Publié un vendredi 13 !

 Jour de Tourne Boule !




mercredi 17 décembre 2014

EVE ZIBELYNE N'A PAS VOLÉ SON CADEAU D'ANNIVERSAIRE !



BANDE AUDIO ICI




Son cadeau ? C'est Eve Zibelyne elle-même qui nous l'offre en un conte de bons petits chats, qui traverse sans dater, tristement, quelques constats de fin d'année. 

Sa table, son toit, son cœur, son temps, s'il en est une qui sait les partager, c'est bien elle, notre Zib.

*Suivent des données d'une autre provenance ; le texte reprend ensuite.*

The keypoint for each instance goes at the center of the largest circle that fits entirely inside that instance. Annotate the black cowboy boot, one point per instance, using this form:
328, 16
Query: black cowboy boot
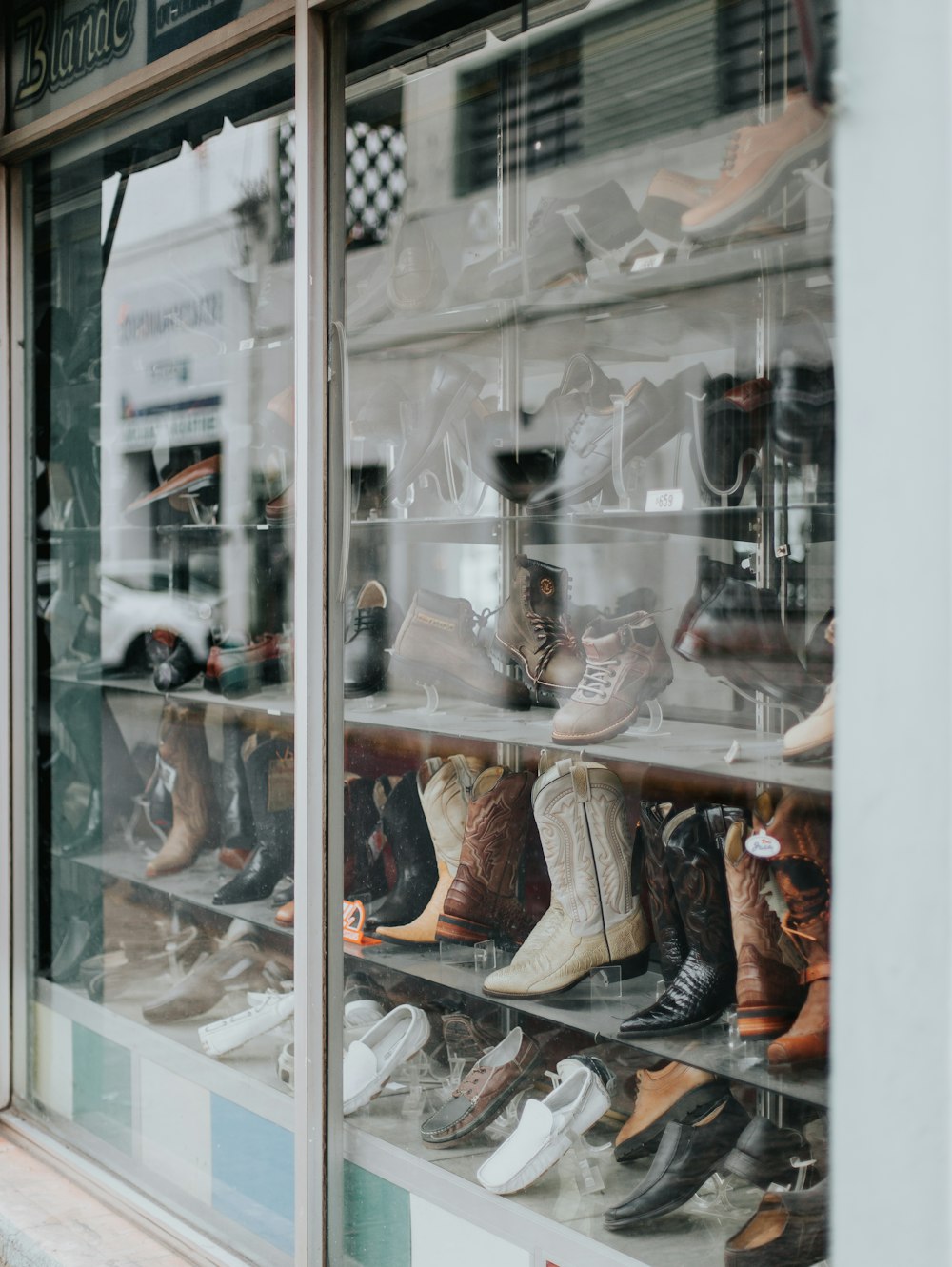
270, 777
665, 916
411, 844
705, 984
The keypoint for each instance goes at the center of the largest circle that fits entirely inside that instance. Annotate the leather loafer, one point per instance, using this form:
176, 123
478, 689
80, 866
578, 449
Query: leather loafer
547, 1128
686, 1158
787, 1231
369, 1062
485, 1091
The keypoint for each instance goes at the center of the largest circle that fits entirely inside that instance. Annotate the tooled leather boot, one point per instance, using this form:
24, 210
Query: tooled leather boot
481, 902
767, 988
802, 826
535, 630
446, 801
664, 903
411, 844
184, 753
436, 643
705, 983
593, 919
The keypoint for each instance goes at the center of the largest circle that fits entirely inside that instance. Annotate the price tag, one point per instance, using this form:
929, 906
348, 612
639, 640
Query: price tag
354, 921
664, 500
762, 845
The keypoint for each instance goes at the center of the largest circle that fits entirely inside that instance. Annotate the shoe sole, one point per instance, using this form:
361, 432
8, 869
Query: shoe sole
760, 195
688, 1109
449, 682
635, 965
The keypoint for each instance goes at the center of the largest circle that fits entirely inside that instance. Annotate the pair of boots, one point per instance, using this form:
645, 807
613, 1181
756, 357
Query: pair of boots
257, 802
477, 820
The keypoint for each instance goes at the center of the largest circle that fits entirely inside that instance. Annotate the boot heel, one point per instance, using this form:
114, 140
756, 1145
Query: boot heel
634, 965
451, 927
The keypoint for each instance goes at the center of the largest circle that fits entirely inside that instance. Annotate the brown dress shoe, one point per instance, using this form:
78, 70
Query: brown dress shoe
627, 664
481, 902
676, 1092
183, 750
436, 645
768, 991
802, 827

Toujours à l'écoute de qui sait entendre l'autre...

Et quand elle pense "Réveillon", La Zib, elle pense d'abord à qui ne restera pas dehors — au sens propre comme au figuré...

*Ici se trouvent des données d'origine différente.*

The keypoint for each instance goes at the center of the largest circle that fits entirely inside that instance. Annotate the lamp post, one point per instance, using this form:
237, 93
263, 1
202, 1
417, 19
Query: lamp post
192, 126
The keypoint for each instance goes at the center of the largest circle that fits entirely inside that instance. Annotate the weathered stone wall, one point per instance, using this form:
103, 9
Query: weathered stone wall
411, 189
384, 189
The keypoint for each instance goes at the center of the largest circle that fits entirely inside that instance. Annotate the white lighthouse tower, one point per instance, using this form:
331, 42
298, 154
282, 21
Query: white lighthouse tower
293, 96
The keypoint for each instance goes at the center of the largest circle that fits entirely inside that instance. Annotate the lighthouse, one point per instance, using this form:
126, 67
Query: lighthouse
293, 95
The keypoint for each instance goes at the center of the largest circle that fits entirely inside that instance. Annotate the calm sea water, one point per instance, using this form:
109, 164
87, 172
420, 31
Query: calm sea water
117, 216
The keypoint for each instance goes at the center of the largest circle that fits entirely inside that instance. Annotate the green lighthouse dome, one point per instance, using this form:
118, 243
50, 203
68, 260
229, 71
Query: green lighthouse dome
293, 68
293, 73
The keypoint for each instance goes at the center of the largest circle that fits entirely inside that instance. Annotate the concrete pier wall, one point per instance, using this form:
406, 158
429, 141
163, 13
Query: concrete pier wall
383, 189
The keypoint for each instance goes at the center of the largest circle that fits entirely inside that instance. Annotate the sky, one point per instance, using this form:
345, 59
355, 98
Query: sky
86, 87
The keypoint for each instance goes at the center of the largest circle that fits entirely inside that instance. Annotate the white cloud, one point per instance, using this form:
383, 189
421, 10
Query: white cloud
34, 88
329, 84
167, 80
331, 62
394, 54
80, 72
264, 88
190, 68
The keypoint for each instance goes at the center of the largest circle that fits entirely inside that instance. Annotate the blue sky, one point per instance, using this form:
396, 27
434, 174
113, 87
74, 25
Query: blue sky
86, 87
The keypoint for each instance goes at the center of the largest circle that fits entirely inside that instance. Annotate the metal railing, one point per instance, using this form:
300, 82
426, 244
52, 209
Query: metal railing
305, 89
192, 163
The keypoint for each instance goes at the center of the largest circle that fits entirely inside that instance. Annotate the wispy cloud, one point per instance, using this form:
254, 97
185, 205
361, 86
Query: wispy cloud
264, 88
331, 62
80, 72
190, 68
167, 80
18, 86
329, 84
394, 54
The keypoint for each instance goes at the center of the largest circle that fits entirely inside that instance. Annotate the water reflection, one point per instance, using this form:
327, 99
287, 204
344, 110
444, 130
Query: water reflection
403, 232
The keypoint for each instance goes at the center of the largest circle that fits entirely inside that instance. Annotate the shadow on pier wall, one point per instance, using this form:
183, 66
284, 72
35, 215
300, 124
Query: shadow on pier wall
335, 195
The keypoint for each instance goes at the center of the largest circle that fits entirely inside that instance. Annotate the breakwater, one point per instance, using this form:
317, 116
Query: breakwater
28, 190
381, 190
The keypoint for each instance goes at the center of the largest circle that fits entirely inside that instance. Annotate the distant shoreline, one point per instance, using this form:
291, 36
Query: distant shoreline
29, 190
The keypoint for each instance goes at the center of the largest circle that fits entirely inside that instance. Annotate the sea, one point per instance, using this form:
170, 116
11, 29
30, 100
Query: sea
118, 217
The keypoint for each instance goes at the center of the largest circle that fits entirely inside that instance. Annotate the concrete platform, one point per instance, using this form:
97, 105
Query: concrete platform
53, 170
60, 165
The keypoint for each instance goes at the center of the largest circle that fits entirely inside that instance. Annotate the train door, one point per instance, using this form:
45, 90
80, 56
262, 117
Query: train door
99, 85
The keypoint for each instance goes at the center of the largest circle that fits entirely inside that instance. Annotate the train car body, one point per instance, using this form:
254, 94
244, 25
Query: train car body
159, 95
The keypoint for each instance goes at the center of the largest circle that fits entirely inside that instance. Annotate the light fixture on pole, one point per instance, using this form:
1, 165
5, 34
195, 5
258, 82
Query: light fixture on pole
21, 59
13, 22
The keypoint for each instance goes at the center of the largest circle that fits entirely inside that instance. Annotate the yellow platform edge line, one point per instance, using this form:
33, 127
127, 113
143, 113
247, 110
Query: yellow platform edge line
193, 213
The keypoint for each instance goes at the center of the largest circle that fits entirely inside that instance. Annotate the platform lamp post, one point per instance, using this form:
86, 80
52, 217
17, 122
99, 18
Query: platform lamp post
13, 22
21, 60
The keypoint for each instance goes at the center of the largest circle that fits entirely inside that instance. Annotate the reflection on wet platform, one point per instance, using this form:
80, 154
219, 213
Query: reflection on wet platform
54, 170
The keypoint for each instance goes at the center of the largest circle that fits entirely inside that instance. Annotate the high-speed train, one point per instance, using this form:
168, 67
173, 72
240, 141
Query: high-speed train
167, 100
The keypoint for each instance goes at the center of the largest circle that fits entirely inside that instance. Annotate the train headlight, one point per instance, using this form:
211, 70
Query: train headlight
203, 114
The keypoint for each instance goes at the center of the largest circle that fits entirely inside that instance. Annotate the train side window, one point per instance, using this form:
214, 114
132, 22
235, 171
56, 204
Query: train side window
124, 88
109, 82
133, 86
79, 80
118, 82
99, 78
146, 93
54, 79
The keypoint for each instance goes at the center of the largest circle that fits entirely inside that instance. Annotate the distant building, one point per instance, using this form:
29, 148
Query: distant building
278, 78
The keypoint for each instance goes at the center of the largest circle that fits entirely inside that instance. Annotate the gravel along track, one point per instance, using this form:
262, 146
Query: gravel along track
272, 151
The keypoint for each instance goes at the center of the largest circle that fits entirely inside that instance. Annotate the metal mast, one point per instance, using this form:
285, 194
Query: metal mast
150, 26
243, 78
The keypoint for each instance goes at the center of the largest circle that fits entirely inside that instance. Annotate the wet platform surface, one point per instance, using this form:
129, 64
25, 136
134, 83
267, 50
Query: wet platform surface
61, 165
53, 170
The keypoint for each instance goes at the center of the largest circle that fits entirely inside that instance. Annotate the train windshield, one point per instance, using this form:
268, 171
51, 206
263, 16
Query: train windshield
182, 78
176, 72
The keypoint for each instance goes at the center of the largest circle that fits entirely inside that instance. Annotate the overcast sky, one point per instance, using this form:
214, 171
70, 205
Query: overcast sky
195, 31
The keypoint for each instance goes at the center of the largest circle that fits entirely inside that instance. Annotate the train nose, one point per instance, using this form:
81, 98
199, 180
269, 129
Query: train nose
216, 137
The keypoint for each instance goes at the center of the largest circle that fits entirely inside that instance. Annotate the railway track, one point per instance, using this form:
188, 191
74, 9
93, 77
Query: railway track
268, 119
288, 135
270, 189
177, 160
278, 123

Pour ton anniversaire chère Zibelyne, — oh que non, tu ne l'as pas volé ! —, permets-moi de te conter en trois actes, tes propres mots illustrés par tes soins :



Mais qui a volé
 le réveillon ?

En trois actes !

Cliquez dans l'ordre 1,2,3, sur chaque illustration de Zib 









Tout lu ?

Alors vous aurez sûrement compris, 
 qu'un beau cadeau pour notre amie 

Eve Zibelyne, 

c'est par exemple de
 Cliquer ici




Joyeux anniversaire 

Chère Zibelyne !



Tchin  !

Découvrez l'univers de l'auteure en cliquant sur sa photographie ainsi que sur son prénom juste au-dessus



EVE ZIBELYNE - MAIS QUI A VOLÉ LE RÉVEILLON ? - 3/3








Illustration de Zib


Mais qui a volé le réveillon ? 

-3-


Parvenu à la poterne, Poubelle se chauffe sous la lanterne en réfléchissant. Il a sur les babines le goût des chapons. On ne va pas partir sans se battre, ce n'est pas juste !
D'un bond, il saute sur la poterne et regarde au loin. Ses yeux perçants trouent la nuit.


— Il y aura réveillon cette année ! Restez en sécurité, je sais comment faire pour éviter les laquais et les chiens.

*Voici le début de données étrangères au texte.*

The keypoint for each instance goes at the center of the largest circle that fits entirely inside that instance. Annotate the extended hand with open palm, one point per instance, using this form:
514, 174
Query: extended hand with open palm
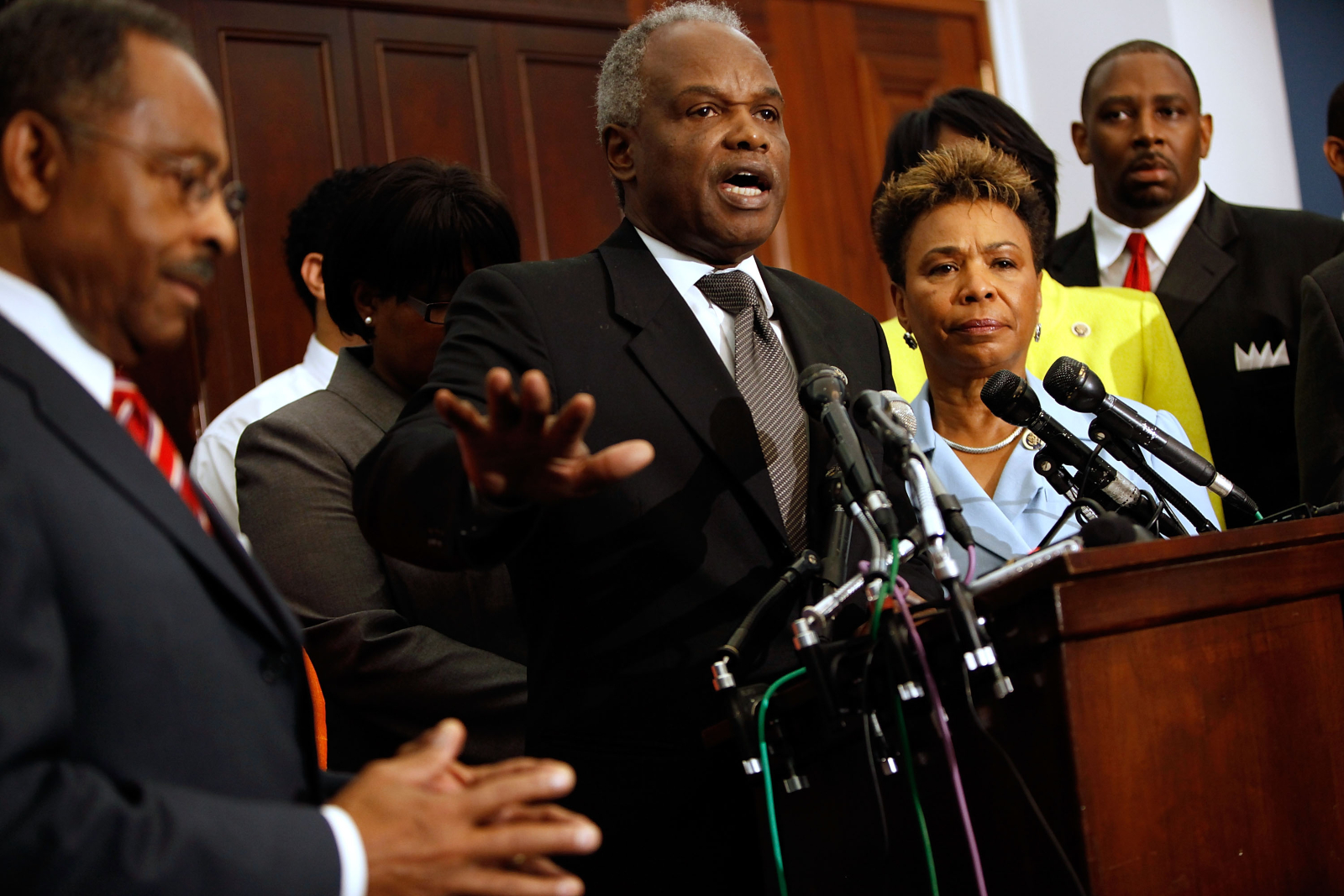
521, 452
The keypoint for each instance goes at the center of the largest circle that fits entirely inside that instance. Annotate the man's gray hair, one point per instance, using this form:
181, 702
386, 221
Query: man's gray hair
620, 92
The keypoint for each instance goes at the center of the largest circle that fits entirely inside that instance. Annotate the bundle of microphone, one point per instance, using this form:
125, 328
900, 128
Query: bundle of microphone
1110, 510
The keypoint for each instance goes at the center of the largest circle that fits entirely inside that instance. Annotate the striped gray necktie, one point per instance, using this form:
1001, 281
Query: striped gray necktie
769, 385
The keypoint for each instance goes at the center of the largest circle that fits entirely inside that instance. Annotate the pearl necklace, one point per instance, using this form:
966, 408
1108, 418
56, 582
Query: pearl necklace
990, 449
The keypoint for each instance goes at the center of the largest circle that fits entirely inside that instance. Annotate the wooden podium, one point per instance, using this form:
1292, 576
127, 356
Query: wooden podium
1179, 714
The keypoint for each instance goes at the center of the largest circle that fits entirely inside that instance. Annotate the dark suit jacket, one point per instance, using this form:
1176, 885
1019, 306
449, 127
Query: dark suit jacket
627, 593
1320, 385
1236, 280
396, 647
155, 720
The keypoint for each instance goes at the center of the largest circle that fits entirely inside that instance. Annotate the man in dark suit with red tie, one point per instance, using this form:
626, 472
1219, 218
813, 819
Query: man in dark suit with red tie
156, 732
1229, 275
679, 477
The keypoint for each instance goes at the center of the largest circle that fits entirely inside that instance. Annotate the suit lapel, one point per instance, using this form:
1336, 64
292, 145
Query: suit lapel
806, 332
93, 436
1200, 262
1074, 259
671, 347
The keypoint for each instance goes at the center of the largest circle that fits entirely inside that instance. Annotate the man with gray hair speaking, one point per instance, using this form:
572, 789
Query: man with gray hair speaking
631, 566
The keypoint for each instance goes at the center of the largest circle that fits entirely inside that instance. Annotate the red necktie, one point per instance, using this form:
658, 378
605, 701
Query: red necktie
1137, 275
143, 425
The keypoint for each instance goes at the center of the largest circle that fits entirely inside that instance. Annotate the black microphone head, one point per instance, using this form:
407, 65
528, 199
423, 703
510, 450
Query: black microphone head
864, 403
819, 385
1112, 528
1074, 385
1010, 398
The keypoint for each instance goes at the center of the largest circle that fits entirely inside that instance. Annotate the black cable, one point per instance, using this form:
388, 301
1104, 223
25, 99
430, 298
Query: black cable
980, 547
867, 746
1082, 477
1021, 786
1158, 513
1063, 517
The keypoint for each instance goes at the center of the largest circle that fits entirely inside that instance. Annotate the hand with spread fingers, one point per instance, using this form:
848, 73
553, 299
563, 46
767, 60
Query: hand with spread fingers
433, 826
521, 452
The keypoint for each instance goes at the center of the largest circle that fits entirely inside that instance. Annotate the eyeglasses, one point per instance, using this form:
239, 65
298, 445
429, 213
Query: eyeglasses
432, 312
197, 183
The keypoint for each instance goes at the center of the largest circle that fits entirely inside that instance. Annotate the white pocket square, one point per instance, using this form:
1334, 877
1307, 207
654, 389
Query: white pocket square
1261, 359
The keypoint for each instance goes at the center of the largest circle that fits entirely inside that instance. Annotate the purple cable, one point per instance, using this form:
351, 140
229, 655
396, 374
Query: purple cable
945, 735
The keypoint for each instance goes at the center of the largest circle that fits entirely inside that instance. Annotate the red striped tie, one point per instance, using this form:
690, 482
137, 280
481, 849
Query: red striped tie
1137, 275
143, 425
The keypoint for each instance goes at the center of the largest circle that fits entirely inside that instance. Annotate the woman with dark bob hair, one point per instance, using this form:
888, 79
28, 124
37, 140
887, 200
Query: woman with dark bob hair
396, 647
1120, 333
963, 237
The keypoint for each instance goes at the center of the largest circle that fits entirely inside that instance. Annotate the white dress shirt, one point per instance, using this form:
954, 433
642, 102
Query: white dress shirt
31, 311
1163, 238
685, 271
213, 461
42, 320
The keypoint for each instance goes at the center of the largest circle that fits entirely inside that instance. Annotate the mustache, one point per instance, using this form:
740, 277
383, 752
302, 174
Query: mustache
199, 271
1149, 156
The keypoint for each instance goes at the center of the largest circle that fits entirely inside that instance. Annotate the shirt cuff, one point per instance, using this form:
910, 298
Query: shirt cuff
349, 846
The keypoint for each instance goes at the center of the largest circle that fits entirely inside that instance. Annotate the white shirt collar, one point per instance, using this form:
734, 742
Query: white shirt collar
1163, 235
685, 270
319, 360
45, 322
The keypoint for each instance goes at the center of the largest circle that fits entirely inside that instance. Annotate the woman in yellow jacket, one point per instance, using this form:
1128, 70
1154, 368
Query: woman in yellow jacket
1120, 333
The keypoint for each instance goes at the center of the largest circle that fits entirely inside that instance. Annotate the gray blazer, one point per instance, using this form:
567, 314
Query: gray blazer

Et Poubelle court à toute allure jusqu'à la grande bâtisse. D'un coup de dent, il arrache un gros nœud doré et l'enroule autour de son cou. Les vitres lui renvoient l'image d'un chat de bonne famille habillé pour la fête. Parfait ! On va voir ce qu'on va voir !

Poubelle rentre fièrement par la grande porte, ronronnant aux jambes d'une dame emmitouflée de fourrure aussi blanche que lui, au nez et à la barbe du laquais qui le croit accompagné. Il fait du charme de ses yeux bleus, récolte caresses et juteux morceaux de roi. Le réveillon est succulent et il se régale sans retenue.


Mais il faut faire vite avant que quelqu'un ne s'alerte. Un câlin par ci, un ronron par là, et il se glisse sous les tables. Les convives parlent et boivent des bulles. Quelle drôle d'idée. Des bulles, ça ne nourrit pas !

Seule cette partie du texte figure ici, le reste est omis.